Series ini menjadi salah satu produksi action terbesar dari Vidio, sekaligus menandai debut Arya Saloka dalam action series, sebuah momentum yang jadi kejutan menarik bagi penggemarnya.
Disutradarai oleh Rahabi Mandra dan diproduksi oleh Screenplay Films, Algojo hadir dalam 8 episode, menghadirkan dunia jalanan Jakarta sebagai arena pertarungan nasib, pilihan moral, kesetiaan, dan kemanusiaan.

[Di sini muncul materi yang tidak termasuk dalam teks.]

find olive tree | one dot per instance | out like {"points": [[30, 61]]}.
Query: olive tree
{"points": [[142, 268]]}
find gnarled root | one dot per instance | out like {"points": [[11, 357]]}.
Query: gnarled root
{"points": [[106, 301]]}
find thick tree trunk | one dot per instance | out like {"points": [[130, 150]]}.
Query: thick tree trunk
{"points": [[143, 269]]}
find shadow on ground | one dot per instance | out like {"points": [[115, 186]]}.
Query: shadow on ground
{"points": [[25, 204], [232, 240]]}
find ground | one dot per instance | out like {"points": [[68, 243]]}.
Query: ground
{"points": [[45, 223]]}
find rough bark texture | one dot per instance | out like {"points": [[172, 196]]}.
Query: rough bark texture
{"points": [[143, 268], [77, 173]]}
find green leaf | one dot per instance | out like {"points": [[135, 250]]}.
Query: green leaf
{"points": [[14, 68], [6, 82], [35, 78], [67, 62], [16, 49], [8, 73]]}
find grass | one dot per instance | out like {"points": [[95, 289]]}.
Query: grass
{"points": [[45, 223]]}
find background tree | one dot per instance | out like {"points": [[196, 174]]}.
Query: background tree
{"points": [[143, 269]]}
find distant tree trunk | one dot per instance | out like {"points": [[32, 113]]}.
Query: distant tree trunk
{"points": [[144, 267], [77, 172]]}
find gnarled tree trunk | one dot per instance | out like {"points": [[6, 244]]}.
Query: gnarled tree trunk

Algojo berkisah tentang Arya Saloka yang berperan sebagai Zar, seorang Anjelo (pengantar-penjemput pekerja seks) yang menjalani hidup sederhana sampai sebuah insiden tiba-tiba menyeret ayahnya ke dalam bahaya. Ayahnya tanpa sengaja menyaksikan pembunuhan seorang podcaster, sehingga ia menjadi target buruan dan mengalami luka serius. Zar bertekad mencari pelaku yang telah mencelakai ayahnya.

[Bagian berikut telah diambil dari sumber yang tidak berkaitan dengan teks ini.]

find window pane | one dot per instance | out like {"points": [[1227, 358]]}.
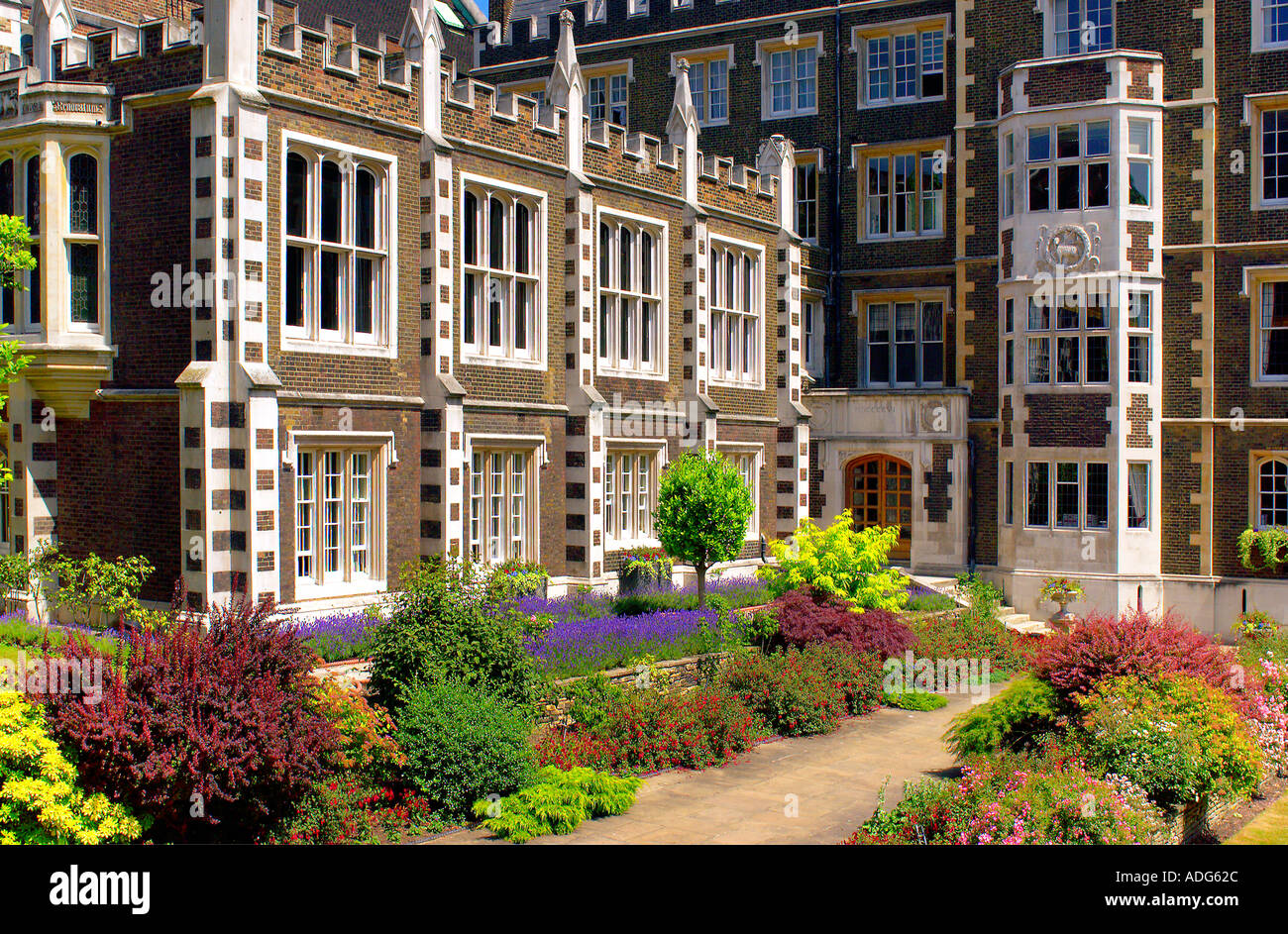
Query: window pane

Ketika berusaha mencari jawaban, Zar justru masuk ke lingkaran organisasi gelap yang beroperasi di bawah tanah. Sebuah kesalahpahaman fatal membuatnya berada di posisi berbahaya, hingga ia harus berhadapan dengan Frengky (Randy Pangalila), Algojo yang dikenal dingin dan taktis, serta menghadapi tekanan dari sang pemimpin, Sadino (Andy /rif).
BACA JUGA:
Ilya Aktop, Nicholas Raven, dan Ami Murti selaku Penulis menjelaskan bahwa ide awal Algojo dan Anjelo lahir dari kolaborasi banyak pihak, dengan menggali sisi unik dan tabu dari dunia ‘underground’ Jakarta yang jarang dibahas. Melalui riset langsung ke gang-gang rawan kriminal, mereka menemukan bahwa orang-orang di sana pada dasarnya sama seperti kebanyakan orang, yang berbeda hanyalah cara hidup dan pekerjaannya. Pengalaman inilah yang kemudian dirangkum dan dituangkan ke dalam skenario.

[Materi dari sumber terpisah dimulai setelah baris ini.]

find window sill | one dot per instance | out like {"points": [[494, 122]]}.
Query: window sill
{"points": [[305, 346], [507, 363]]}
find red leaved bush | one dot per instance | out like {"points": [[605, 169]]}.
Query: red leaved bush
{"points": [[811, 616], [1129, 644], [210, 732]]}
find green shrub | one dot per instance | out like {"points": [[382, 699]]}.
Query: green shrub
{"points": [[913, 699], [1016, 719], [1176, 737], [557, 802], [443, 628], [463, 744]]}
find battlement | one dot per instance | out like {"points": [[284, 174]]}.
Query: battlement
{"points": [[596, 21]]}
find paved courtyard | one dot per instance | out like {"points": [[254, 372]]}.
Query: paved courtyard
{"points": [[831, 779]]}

Cerita yang tertuang di series Algojo menyinggung moral abu-abu, loyalitas, dan pilihan sulit. Dan Rahabi menyatakan ada sisi menarik terkait kemanusiaan yang ingin disampaikan melalui series ini.
Melalui konflik antara pekerjaan, keluarga, dan harga diri, penonton diajak memahami bahwa keputusan para karakter selalu lahir dari tekanan hidup, bukan dari keinginan tunggal menjadi “jahat”.